A second way is to convert the string text to an array of words, as you have done2:
myArray = text.split
If you don't mind, I'd like to call this:
words = text.split
as I find that more expressive.3
The most direct way to determine the number of times 'candy' appears is to use the method Enumberable#count, like this:
words.count('candy')
You can also use the array difference method, Array#-, as you noted:
words.size - (words - ['candy']).size
If you wish to know the number of times either 'candy' or 'gram' appears, you could of course do the above for each and sum the two counts. Some other ways are:
words.size - (myArray - ['candy', 'gram']).size
words.count { |word| word == 'candy' || word = 'gram' }
words.count { |word| ['candy', 'gram'].include?(word) }
Determine the frequency of all words that appear in the text
Your use of a hash with a default value of zero was a good choice:
def frequency_of_all_words(words)
frequency = Hash.new(0)
words.each { |word| frequency[word] +=1 }
frequency
end
I wrote this as a method to emphasize that words.each... does not return frequency. Often you would see this written more compactly using the method Enumerable#each_with_object, which returns the hash ("object"):
def frequency_of_all_words(words)
words.each_with_object(Hash.new(0)) { |word, h| h[word] +=1 }
end
Once you have the hash frequency you can sort it as you did:
frequency.sort_by {|word, freq| freq }
or
frequency.sort_by(&:last)
which you could write:
frequency.sort_by {|_, freq| freq }
since you aren't using the first block variable. If you wanted the most frequent words first:
frequency.sort_by(&:last).reverse
or
frequency.sort_by {|_, freq| -freq }
All of these will give you an array. If you want to convert it back to a hash (with the largest values first, say):
Hash[frequency.sort_by(&:last).reverse]
or in Ruby 2.0+,
frequency.sort_by(&:last).reverse.to_h
Count the number of times a substring appears
Now let's count the number of times the string 'candy gram' appears. You might think we could use String#scan on the string holding the entire file, as we did earlier4:
text.scan(/\bcandy gram\b/).size
The first problem is that this won't catch 'candy\ngram'; i.e., when the words are separated by a newline character. We could fix that by changing the regex to /\bcandy\sgram\b/. A second problem is that 'candy gram' might have been 'candy. Gram' in the file, in which case you might not want to count it.

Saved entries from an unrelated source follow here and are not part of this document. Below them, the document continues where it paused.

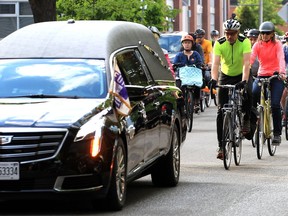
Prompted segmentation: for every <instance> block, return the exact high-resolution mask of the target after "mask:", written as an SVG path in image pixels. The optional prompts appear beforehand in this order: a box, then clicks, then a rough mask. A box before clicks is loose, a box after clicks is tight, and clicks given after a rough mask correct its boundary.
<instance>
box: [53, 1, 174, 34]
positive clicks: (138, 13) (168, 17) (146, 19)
mask: <svg viewBox="0 0 288 216" xmlns="http://www.w3.org/2000/svg"><path fill="white" fill-rule="evenodd" d="M56 8H57V14H58V18H57V19H58V20H68V19H72V18H73V19H76V20H122V21H131V22H137V23H142V24H143V25H145V26H152V25H153V26H156V27H157V28H158V29H159V30H160V31H163V30H167V29H168V27H169V22H167V20H171V19H174V18H175V17H176V15H177V13H179V11H178V10H173V9H171V8H170V7H168V6H167V5H166V1H165V0H143V1H141V0H57V5H56Z"/></svg>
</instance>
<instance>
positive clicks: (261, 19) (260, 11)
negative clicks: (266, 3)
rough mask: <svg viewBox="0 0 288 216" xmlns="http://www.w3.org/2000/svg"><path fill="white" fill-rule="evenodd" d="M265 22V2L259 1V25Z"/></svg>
mask: <svg viewBox="0 0 288 216" xmlns="http://www.w3.org/2000/svg"><path fill="white" fill-rule="evenodd" d="M262 22H263V0H259V25H261V23H262Z"/></svg>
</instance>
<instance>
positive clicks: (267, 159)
mask: <svg viewBox="0 0 288 216" xmlns="http://www.w3.org/2000/svg"><path fill="white" fill-rule="evenodd" d="M215 118H216V108H215V106H214V105H212V107H209V108H208V109H206V110H205V112H204V113H201V114H200V115H197V116H195V120H194V126H193V130H192V132H191V133H188V137H187V140H186V141H185V143H184V146H183V147H182V149H181V174H180V182H179V184H178V186H177V187H174V188H155V187H154V186H153V185H152V183H151V179H150V176H147V177H144V178H141V179H139V180H137V181H135V182H133V183H131V184H130V185H129V186H128V194H127V201H126V205H125V207H124V209H123V210H122V211H120V212H107V211H103V210H101V209H99V210H96V211H95V210H93V209H92V208H91V206H90V205H89V203H87V202H85V201H67V200H62V201H55V200H48V199H47V200H27V201H23V200H19V201H15V202H11V201H9V202H0V214H1V215H117V216H120V215H123V216H124V215H125V216H129V215H131V216H132V215H133V216H135V215H137V216H138V215H139V216H140V215H141V216H146V215H147V216H152V215H157V216H161V215H163V216H170V215H173V216H174V215H175V216H176V215H177V216H190V215H193V216H194V215H200V216H202V215H203V216H206V215H207V216H210V215H211V216H214V215H215V216H222V215H223V216H226V215H227V216H231V215H233V216H234V215H237V216H238V215H241V216H242V215H243V216H244V215H245V216H247V215H253V216H257V215H259V216H260V215H261V216H266V215H267V216H270V215H273V216H274V215H277V216H278V215H281V216H282V215H288V205H287V203H288V141H286V140H285V137H284V136H282V143H281V145H280V146H279V147H278V149H277V151H276V154H275V156H273V157H271V156H269V153H268V150H267V147H266V146H265V149H264V152H263V158H262V159H261V160H258V159H257V156H256V149H255V148H253V147H252V145H251V142H250V141H247V140H245V141H244V143H243V154H242V160H241V164H240V166H235V164H234V162H233V161H232V163H231V167H230V170H225V169H224V167H223V162H222V161H220V160H217V159H216V148H217V146H216V144H217V140H216V123H215Z"/></svg>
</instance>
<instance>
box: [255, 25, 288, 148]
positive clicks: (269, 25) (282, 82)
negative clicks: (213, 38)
mask: <svg viewBox="0 0 288 216" xmlns="http://www.w3.org/2000/svg"><path fill="white" fill-rule="evenodd" d="M259 31H260V37H259V39H258V41H257V42H256V43H255V44H254V45H253V48H252V54H251V59H250V63H251V64H253V63H254V61H255V59H256V58H257V57H258V60H259V70H258V77H270V76H272V75H273V74H274V72H276V71H278V72H279V73H280V75H281V76H283V78H284V76H285V61H284V52H283V47H282V43H281V42H280V41H279V40H277V39H276V38H275V37H276V36H275V26H274V24H273V23H272V22H269V21H266V22H263V23H261V25H260V27H259ZM283 89H284V83H283V81H282V80H279V79H273V80H271V108H272V118H273V138H272V145H280V143H281V131H282V126H281V118H282V117H281V107H280V100H281V96H282V93H283ZM252 92H253V106H254V107H256V106H257V103H259V101H260V86H259V85H258V80H255V82H254V83H253V90H252Z"/></svg>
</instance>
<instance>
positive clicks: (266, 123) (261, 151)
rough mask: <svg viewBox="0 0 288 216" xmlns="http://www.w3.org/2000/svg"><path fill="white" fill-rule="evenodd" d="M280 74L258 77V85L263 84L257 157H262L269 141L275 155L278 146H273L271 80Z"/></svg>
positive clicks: (260, 107) (260, 100) (270, 153)
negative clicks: (263, 150) (272, 135)
mask: <svg viewBox="0 0 288 216" xmlns="http://www.w3.org/2000/svg"><path fill="white" fill-rule="evenodd" d="M279 77H280V76H279V74H275V75H273V76H271V77H269V78H258V80H259V83H258V85H259V86H261V94H260V103H258V104H257V110H258V113H259V120H258V126H257V130H256V132H255V136H256V137H255V140H256V145H257V148H256V149H257V158H258V159H261V158H262V154H263V146H264V145H265V144H266V142H267V147H268V152H269V154H270V156H273V155H274V154H275V152H276V146H272V144H271V139H272V134H273V130H272V125H271V124H272V110H271V90H270V81H271V80H272V79H274V78H279Z"/></svg>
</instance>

A better way is to use the method Enumerable#each_cons on the array words. The easiest way to show you how that works is by example:
words = %w{ check for candy gram here candy gram again }
#=> ["check", "for", "candy", "gram", "here", "candy", "gram", "again"]
enum = words.each_cons(2)
#=> #<Enumerator: ["check", "for", "candy", "gram", "here", "candy",
# "gram", "again"]:each_cons(2)>
enum.to_a
#=> [["check", "for"], ["for", "candy"], ["candy", "gram"],
# ["gram", "here"], ["here", "candy"], ["candy", "gram"],
# ["gram", "again"]]
each_cons(2) returns an enumerator; I've converted it to an array to display its contents.
So we can write
words.each_cons(2).map { |word_pair| word_pair.join(' ') }
#=> ["check for", "for candy", "candy gram", "gram here",
# "here candy", "candy gram", "gram again"]
and lastly:
words.each_cons(2).map { |word_pair|
word_pair.join(' ') }.count { |s| s == 'candy gram' }
#=> 2
1 If you also wanted to keep dashes, for hyphenated words, change the regex to /[^-a-z]/ or /[^a-z-]/.
2 Note from String#split that .split is the same as both .split(' ') and .split(/\s+/)).
3 Also, Ruby's naming convention is to use lower-case letters and underscores ("snake-case") for variables and methods, such as my_array.